À lire le bulletin de mi-saison de la Financière agricole du Québec (FADQ), qui dresse l'état des cultures jusqu'au 6 juillet, on pourrait presque croire que tout va bien sous le soleil.
En effet, le gel a fait peu de dégâts pendant l'hiver, hormis dans quelques champs de légumineuses et dans quelques fraisières. La récolte de sirop d'érable a été «supérieure à la moyenne, tant en quantité qu'en qualité». Même les semis ont été complétés une semaine à l'avance, sauf en Abitibi-Témiscamingue, où ils ont été retardés d'autant. La levée de terre a été satisfaisante, même si les températures fraîches de la mi-mai à la mi-juin ont ralenti la croissance.
Les agriculteurs pressés, qui ont profité du beau temps pour exécuter la première fauche de foin avant la Saint-Jean-Baptiste, ont aussi été récompensés. Les volumes n'étaient pas époustouflants, mais la qualité, souvent supérieure à la moyenne.
C'est après les festivités que ça s'est gâté. La pluie s'est mise de la partie et a arrosé les cultures quasi quotidiennement presque partout au Québec. Les fraises, premières gâteries de l'été, ont affiché un teint pâlot ou ont carrément pourri sur les plants. Pour les fourrages et le maïs, l'effet de ce surplus d'eau est dévastateur. Au point où certains producteurs agricoles de la Gaspésie et de la Côte-Nord n'ont même pas encore sorti leur faucheuse!
«Ce qui est particulier cette année, c'est la variabilité des rendements. Certains producteurs n'ont pas commencé leurs foins, alors que d'autres ont fini. En bout de ligne, ça donne une année moyenne», explique Bruno Bélanger, directeur de la FADQ pour le Bas-Saint-Laurent et la Gaspésie.
Michel Noreau, producteur de maïs sucré à Neuville, ne pensait pas que «la pire saison de sa vie», enregistrée l'année dernière, pouvait se répéter aussi rapidement. Normalement, il devrait récolter des épis depuis une bonne semaine, mais il ne pense pas être en mesure de procéder avant plusieurs jours encore. «Tout est prêt : les employés, les récolteuses, les camions, les entrepôts. On attend...» soupire-t-il.

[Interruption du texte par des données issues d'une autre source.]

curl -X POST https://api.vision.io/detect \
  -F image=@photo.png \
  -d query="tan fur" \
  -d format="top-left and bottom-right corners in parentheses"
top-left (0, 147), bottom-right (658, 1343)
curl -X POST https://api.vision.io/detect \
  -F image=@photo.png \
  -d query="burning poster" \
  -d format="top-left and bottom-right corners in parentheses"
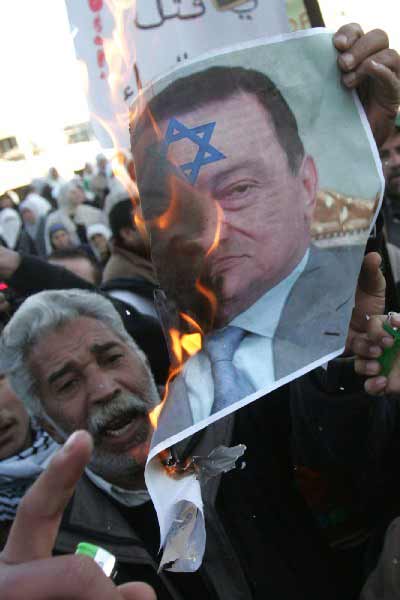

Les tomates réclament du soleil
Du côté des légumes, la situation est moins préoccupante. Certes, un retard de croissance allant d'une à trois semaines est constaté dans plusieurs régions, y compris autour de Québec, mais au moins, les plants ne pourrissent pas dans les champs. Les légumes racines, surtout, tiennent bien le coup, tandis que les tomates, les poivrons, les concombres et les courges réclament désespérément de la chaleur et du soleil.
Les producteurs biologiques, qui livrent des paniers chaque semaine à leurs familles «partenaires», sont capables d'honorer leurs engagements, assure Équiterre. Seule la diversité est affectée. «J'ai un petit trou de légumes cette semaine. Je vais compenser les autres semaines ou rajouter un panier à la fin de la saison», témoignait mardi Sylvie Deschênes, de la ferme Des Sables, à Pintendre.
Pour le reste, les framboises sont à la limite de ce qu'elles peuvent endurer en ce qui concerne l'humidité, mais les bleuets laissent espérer des rendements supérieurs à la moyenne. Pour les pommes, impossible de dresser un portrait général. Les vergers de la Montérégie et de Lanaudière, grandes régions productrices, ont souffert de vents forts, de gelées tardives et d'orages accompagnés de grêle, mais la grande région de Québec s'en sort plutôt bien.
De façon générale, il est d'ailleurs trop tôt pour parler d'une mauvaise année pour les agriculteurs. «Toutes nos saisons sont chamboulées. Il y a des choses qui vont avoir le temps de se replacer. On travaille avec du vivant et, parfois, on a de grosses surprises si septembre est très clément», philosophe Claude Girard, directeur de la FADQ dans la Chaudière-Appalaches, région particulièrement affectée par les caprices de la météo depuis deux ans.
1742 avis de dommages
Les experts de la Financière, qui gère le programme d'assurance récolte, concluent aussi dans leur bilan qu'«il s'agit d'un bon début de saison». Exactement 1742 avis de dommages étaient inscrits en date du 6 juillet, contre 1993 en 2008 et une moyenne de 1901 pour les cinq dernières années.